A California family is suing a national pet-store chain for the death of their 10-year-old son, who died after his new pet rat infected him with streptobacillus moniliformis, also known as rat-bite fever. Aidan Pankey died last June from the illness two weeks after his grandmother bought him a rat from Petco, KTLA reports.
"[Aidan] appeared lethargic, pale, and could barely walk,” the lawsuit filed by the family against Petco describes. Aidan, who started experiencing “flu-like symptoms,” woke up on the night of June 11, 2013, with a fever and stomach problems and died a few hours later at a children’s hospital.
“I put him to bed after a day at the doctor’s office, and the next thing I knew, it just was too late,” Sharon Pankey, the boy’s grandmother, told ABC News. "I went into his room and he couldn’t speak. He was unstable on his feet. I got him down to my room and he collapsed on the floor. I called 911 because it was scaring me that his breathing was shallow and he seemed to be losing his ability to function.”
The San Diego Medical Examiner’s office confirmed Aidan died from streptobacillus moniliformis – a systemic illness that causes fever, rigors and polyarthralgias. While the illness carries a mortality rate of 13 percent if left untreated, its symptoms are nonspecific, which may prevent an early diagnosis
Signs and symptoms
According to the U.S. Centers for Disease Control, there are two forms of rat-bite fever: streptobacillus moniliformis and spirillum minus. In the United States, the most common form of the illness is caused by streptobacillus moniliformis. The latter is commonly found in Asia.
Symptoms and signs of streptobacillary RBF include fever, vomiting, headache, muscle and joint pain, and a rash. These usually occur 3 to 10 days after exposure to an infected rodent but can be delayed up to three weeks.

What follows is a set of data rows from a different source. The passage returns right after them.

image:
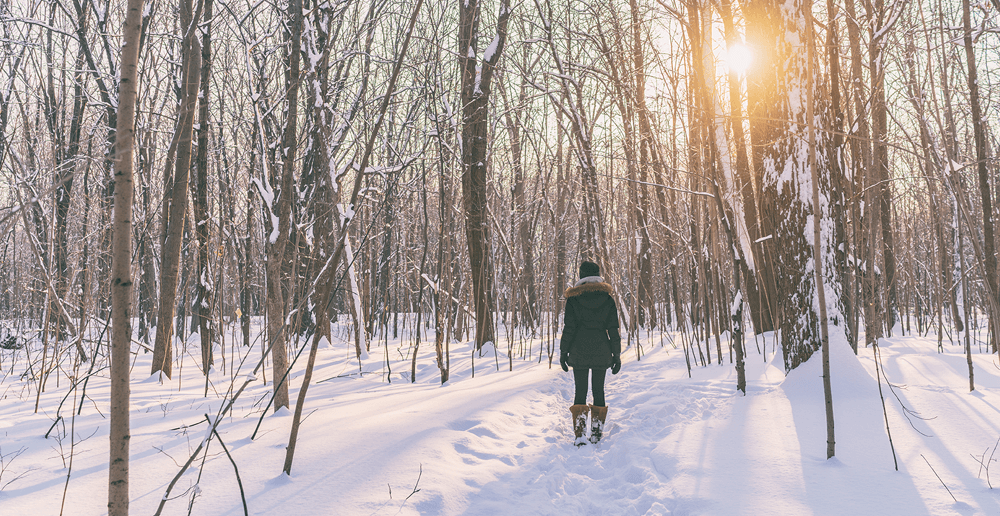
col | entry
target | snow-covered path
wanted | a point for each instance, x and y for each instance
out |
(500, 443)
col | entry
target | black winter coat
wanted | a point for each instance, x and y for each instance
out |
(590, 336)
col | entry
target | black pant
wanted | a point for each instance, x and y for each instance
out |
(597, 380)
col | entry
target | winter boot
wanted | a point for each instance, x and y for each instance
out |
(579, 413)
(597, 417)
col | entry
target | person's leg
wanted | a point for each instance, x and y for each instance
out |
(598, 411)
(580, 408)
(598, 385)
(580, 377)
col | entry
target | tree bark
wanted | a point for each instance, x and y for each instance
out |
(475, 96)
(979, 134)
(176, 196)
(201, 313)
(121, 251)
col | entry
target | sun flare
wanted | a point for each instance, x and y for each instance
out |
(738, 58)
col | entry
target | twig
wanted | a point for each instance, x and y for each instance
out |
(239, 481)
(415, 490)
(885, 414)
(939, 477)
(988, 464)
(54, 423)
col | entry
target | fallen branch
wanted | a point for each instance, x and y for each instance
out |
(939, 477)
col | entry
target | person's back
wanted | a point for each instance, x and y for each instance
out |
(590, 344)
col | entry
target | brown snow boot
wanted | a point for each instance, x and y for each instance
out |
(579, 413)
(597, 417)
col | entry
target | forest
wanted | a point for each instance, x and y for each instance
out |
(203, 178)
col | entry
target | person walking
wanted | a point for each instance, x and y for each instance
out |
(590, 344)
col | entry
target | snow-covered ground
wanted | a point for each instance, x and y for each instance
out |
(500, 442)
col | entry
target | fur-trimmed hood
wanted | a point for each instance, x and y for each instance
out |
(588, 287)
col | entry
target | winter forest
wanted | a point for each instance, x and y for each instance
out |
(233, 230)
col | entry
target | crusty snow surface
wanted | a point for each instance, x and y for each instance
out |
(500, 442)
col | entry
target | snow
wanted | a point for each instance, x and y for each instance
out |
(672, 445)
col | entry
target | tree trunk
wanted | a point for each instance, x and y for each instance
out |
(476, 81)
(201, 313)
(276, 248)
(775, 120)
(121, 283)
(979, 133)
(176, 196)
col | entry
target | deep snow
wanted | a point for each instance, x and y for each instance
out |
(500, 442)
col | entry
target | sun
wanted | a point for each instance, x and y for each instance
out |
(738, 58)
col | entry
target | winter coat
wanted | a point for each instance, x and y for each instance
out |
(590, 336)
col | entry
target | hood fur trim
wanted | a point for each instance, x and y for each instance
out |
(588, 287)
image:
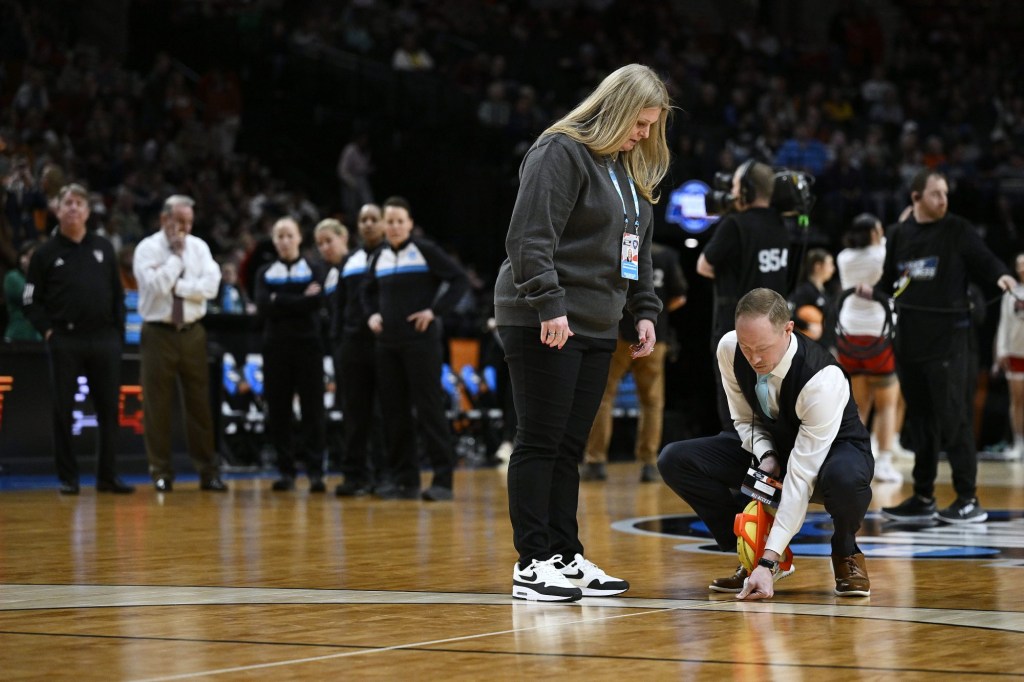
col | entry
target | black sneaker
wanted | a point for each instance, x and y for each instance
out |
(397, 493)
(964, 510)
(283, 484)
(914, 508)
(593, 471)
(351, 488)
(649, 474)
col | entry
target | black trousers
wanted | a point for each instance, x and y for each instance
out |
(705, 472)
(292, 368)
(363, 461)
(96, 355)
(410, 377)
(556, 395)
(938, 419)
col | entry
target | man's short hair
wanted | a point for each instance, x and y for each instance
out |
(174, 201)
(764, 302)
(73, 188)
(920, 179)
(762, 178)
(397, 202)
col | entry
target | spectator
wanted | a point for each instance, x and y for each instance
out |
(18, 328)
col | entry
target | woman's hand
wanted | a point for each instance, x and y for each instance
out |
(643, 347)
(555, 332)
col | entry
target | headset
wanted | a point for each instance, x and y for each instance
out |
(747, 190)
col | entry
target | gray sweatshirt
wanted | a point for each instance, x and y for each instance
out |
(564, 245)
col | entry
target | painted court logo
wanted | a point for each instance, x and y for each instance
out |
(1000, 539)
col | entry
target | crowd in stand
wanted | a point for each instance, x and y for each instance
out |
(863, 109)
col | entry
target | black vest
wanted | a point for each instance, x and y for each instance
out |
(808, 360)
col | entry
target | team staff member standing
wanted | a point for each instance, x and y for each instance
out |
(404, 300)
(930, 258)
(73, 296)
(176, 274)
(792, 407)
(750, 249)
(289, 296)
(357, 366)
(579, 252)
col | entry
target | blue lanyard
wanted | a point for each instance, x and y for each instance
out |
(619, 190)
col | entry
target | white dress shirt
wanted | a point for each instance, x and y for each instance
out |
(819, 408)
(194, 275)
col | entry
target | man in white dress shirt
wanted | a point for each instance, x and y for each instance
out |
(176, 274)
(803, 429)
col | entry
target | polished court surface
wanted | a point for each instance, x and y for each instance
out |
(258, 585)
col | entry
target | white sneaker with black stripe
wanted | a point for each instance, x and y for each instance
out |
(542, 581)
(589, 578)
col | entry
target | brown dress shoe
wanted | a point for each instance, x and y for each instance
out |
(851, 577)
(731, 584)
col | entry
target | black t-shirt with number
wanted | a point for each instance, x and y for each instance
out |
(748, 250)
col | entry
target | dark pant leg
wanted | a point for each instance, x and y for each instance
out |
(358, 387)
(544, 461)
(564, 500)
(704, 472)
(194, 372)
(158, 376)
(308, 370)
(921, 422)
(845, 487)
(956, 427)
(103, 374)
(422, 361)
(66, 366)
(279, 389)
(397, 411)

After the onset of fever, a red, bumpy rash may appear on the hands and feet. Joints can become swollen, red and painful.
Who is at risk?
Rat-bite fever exposure is typically caused by a bite or a scratch from an infected rodent. Even handling an infected rodent or consuming food contaminated with the bacteria could result in transmission of the disease. The illness isn't contagious between humans.

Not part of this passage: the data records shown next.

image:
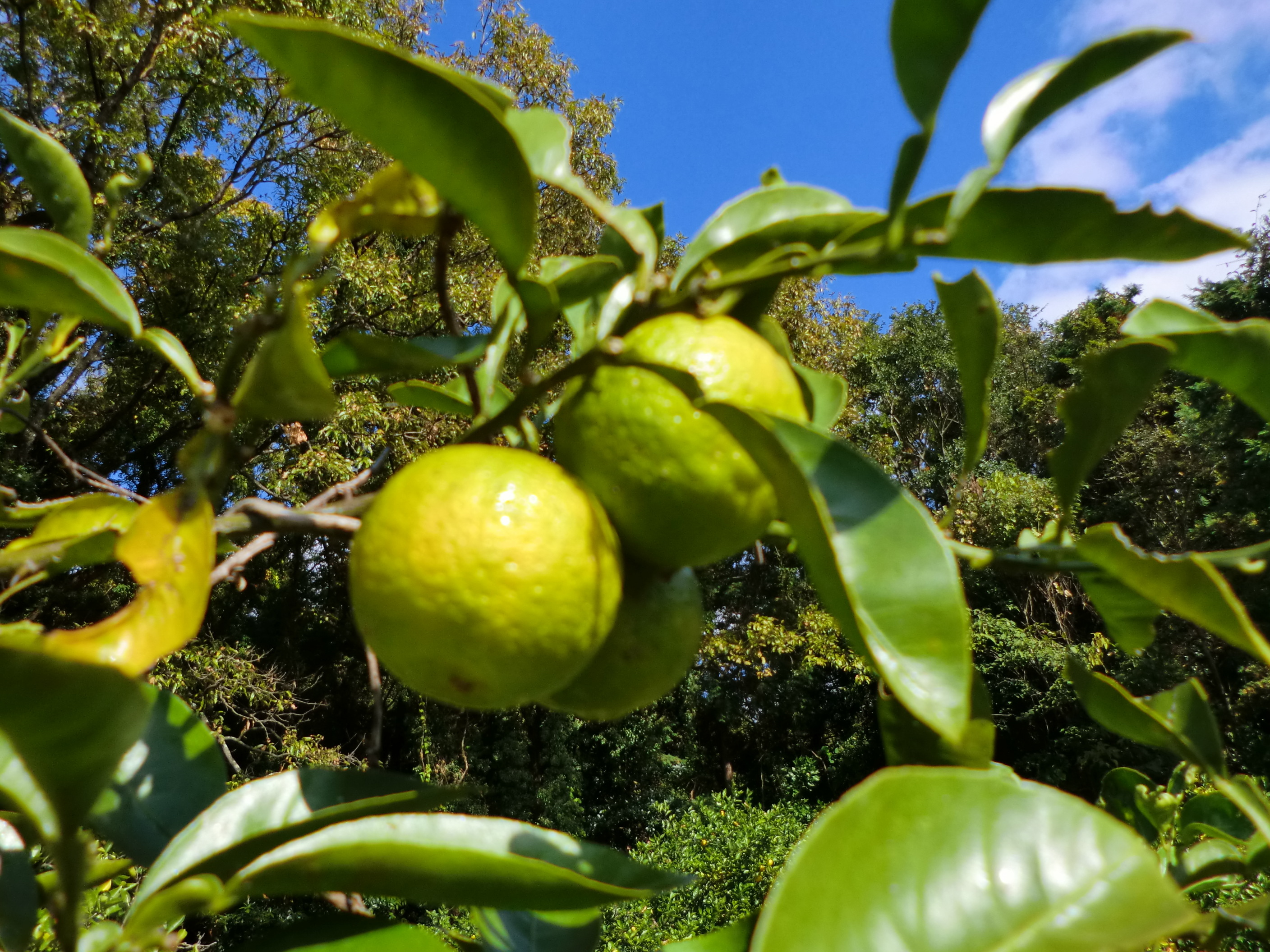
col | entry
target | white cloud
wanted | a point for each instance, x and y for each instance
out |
(1105, 140)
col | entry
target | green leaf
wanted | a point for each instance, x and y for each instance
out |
(256, 818)
(1217, 811)
(166, 780)
(824, 395)
(1233, 355)
(1034, 97)
(877, 560)
(45, 272)
(69, 724)
(1119, 796)
(950, 860)
(1187, 584)
(1115, 384)
(354, 353)
(1178, 720)
(1129, 617)
(760, 221)
(928, 40)
(975, 324)
(1043, 225)
(441, 125)
(19, 900)
(286, 380)
(729, 938)
(52, 176)
(526, 931)
(452, 860)
(347, 934)
(910, 741)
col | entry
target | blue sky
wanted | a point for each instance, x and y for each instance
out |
(717, 91)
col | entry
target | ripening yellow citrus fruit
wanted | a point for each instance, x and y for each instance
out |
(676, 484)
(484, 577)
(653, 643)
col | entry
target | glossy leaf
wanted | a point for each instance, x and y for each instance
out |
(824, 394)
(975, 324)
(346, 934)
(286, 379)
(1115, 384)
(1119, 796)
(949, 860)
(45, 272)
(169, 549)
(52, 176)
(19, 900)
(910, 741)
(256, 818)
(166, 780)
(169, 348)
(1038, 94)
(928, 40)
(1043, 225)
(354, 353)
(1131, 618)
(393, 200)
(1188, 586)
(437, 122)
(766, 219)
(68, 724)
(526, 931)
(877, 560)
(729, 938)
(452, 860)
(1216, 811)
(1232, 353)
(1178, 720)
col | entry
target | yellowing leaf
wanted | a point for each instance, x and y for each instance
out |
(169, 549)
(394, 200)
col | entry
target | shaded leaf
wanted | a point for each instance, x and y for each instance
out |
(452, 860)
(68, 724)
(1119, 797)
(824, 395)
(1178, 720)
(1129, 617)
(949, 860)
(910, 741)
(45, 272)
(440, 124)
(163, 783)
(729, 938)
(263, 814)
(975, 324)
(526, 931)
(286, 379)
(354, 353)
(1115, 384)
(19, 900)
(877, 560)
(1187, 584)
(169, 549)
(393, 200)
(766, 219)
(52, 176)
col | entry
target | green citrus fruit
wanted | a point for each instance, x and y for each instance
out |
(676, 484)
(484, 577)
(648, 652)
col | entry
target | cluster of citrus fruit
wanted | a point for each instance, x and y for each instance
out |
(488, 577)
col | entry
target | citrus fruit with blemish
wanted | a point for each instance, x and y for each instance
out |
(680, 489)
(484, 577)
(651, 648)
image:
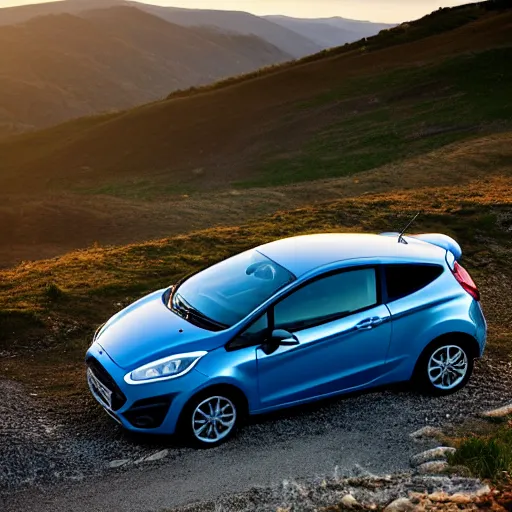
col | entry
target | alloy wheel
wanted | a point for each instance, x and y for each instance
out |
(213, 419)
(447, 367)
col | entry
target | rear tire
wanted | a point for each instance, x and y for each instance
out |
(444, 368)
(210, 419)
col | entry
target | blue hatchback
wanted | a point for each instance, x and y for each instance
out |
(287, 323)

Once diagnosed, rat-bite fever can be treated with antibiotics, most likely penicillin. Without treatment, the illness could be fatal or cause infections involving the heart, brain or lungs.

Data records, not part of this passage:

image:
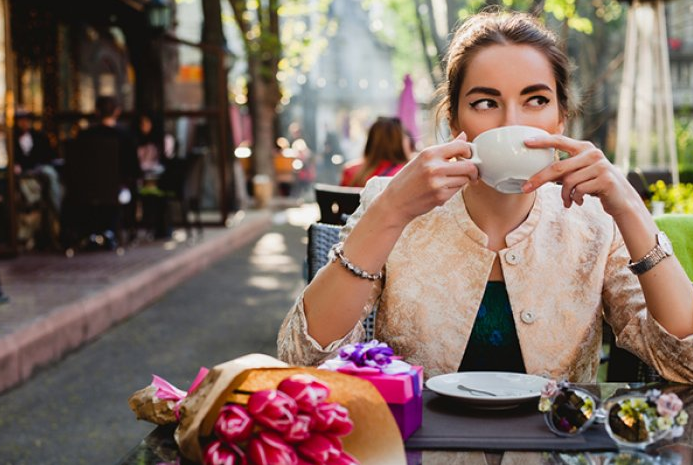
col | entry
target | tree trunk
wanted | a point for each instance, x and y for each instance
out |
(265, 95)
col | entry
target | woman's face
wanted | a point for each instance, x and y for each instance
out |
(508, 85)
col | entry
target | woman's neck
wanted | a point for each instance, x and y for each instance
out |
(494, 213)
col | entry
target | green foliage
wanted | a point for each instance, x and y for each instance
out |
(676, 198)
(289, 49)
(684, 142)
(394, 23)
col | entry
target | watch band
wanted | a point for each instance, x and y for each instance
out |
(658, 253)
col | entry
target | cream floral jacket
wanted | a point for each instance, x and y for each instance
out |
(564, 270)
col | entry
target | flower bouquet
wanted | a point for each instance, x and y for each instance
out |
(258, 410)
(398, 382)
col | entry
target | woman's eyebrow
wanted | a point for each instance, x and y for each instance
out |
(535, 88)
(483, 90)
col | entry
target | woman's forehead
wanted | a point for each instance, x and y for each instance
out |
(508, 68)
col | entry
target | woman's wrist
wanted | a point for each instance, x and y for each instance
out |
(389, 214)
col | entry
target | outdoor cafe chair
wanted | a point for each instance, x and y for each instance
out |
(336, 202)
(92, 184)
(321, 237)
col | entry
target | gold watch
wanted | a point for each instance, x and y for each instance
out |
(662, 250)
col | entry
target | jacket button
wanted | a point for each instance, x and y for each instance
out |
(512, 257)
(528, 317)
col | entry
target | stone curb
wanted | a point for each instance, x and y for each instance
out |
(71, 325)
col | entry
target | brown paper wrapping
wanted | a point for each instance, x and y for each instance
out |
(375, 439)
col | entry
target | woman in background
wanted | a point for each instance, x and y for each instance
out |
(384, 154)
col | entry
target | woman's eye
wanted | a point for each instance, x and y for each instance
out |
(538, 101)
(483, 104)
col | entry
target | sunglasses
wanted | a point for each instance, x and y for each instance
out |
(632, 421)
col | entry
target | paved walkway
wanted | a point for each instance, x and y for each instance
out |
(59, 303)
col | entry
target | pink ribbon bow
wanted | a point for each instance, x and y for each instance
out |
(167, 391)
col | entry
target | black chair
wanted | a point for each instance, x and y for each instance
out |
(91, 177)
(626, 367)
(321, 237)
(181, 180)
(336, 202)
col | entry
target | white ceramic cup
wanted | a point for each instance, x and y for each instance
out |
(504, 161)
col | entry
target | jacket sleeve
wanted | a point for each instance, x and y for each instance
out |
(634, 327)
(294, 344)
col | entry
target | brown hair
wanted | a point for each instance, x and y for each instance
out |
(385, 143)
(499, 28)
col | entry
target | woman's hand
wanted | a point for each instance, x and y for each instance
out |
(430, 179)
(585, 172)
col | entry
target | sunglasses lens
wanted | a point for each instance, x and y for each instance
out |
(571, 411)
(628, 422)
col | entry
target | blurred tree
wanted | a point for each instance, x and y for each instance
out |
(280, 37)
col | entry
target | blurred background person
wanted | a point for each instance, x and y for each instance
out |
(152, 156)
(384, 155)
(409, 143)
(34, 156)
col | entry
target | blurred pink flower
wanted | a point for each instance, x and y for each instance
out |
(218, 453)
(320, 449)
(306, 390)
(268, 448)
(273, 409)
(233, 424)
(669, 405)
(299, 430)
(333, 418)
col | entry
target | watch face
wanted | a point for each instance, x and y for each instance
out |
(665, 243)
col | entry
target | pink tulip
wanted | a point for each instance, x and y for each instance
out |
(320, 449)
(332, 418)
(273, 409)
(306, 390)
(268, 448)
(233, 424)
(344, 459)
(217, 453)
(299, 430)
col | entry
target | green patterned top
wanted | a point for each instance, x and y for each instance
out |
(493, 344)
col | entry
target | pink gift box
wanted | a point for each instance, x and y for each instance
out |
(403, 394)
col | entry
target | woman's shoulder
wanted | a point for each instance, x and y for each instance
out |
(590, 213)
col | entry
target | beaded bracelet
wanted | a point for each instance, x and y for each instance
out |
(337, 252)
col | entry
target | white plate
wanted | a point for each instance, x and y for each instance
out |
(509, 389)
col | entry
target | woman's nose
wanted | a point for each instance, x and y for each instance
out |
(511, 116)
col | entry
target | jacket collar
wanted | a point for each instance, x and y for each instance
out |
(456, 207)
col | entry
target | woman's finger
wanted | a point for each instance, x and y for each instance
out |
(457, 148)
(460, 168)
(570, 191)
(560, 169)
(560, 142)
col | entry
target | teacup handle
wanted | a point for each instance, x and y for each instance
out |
(475, 156)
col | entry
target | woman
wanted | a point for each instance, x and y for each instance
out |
(458, 255)
(384, 154)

The best way to avoid contracting the illness is to avoid contact with rats or rat-contaminated dwellings altogether. If contact can't be avoided, then wearing protective gloves and regular hand washing to avoid hand-to-mouth contamination can decrease one’s risk of exposure.
History of the disease
Rat-bite fever was first described in India more than 2,300 years ago. It was first reported in the U.S. in 1839. In North America, streptobacillus moniliformis has been known to infect laboratory technicians and the poor. Since rats have become popular pets, children now account for more than 50 percent of cases in the U.S.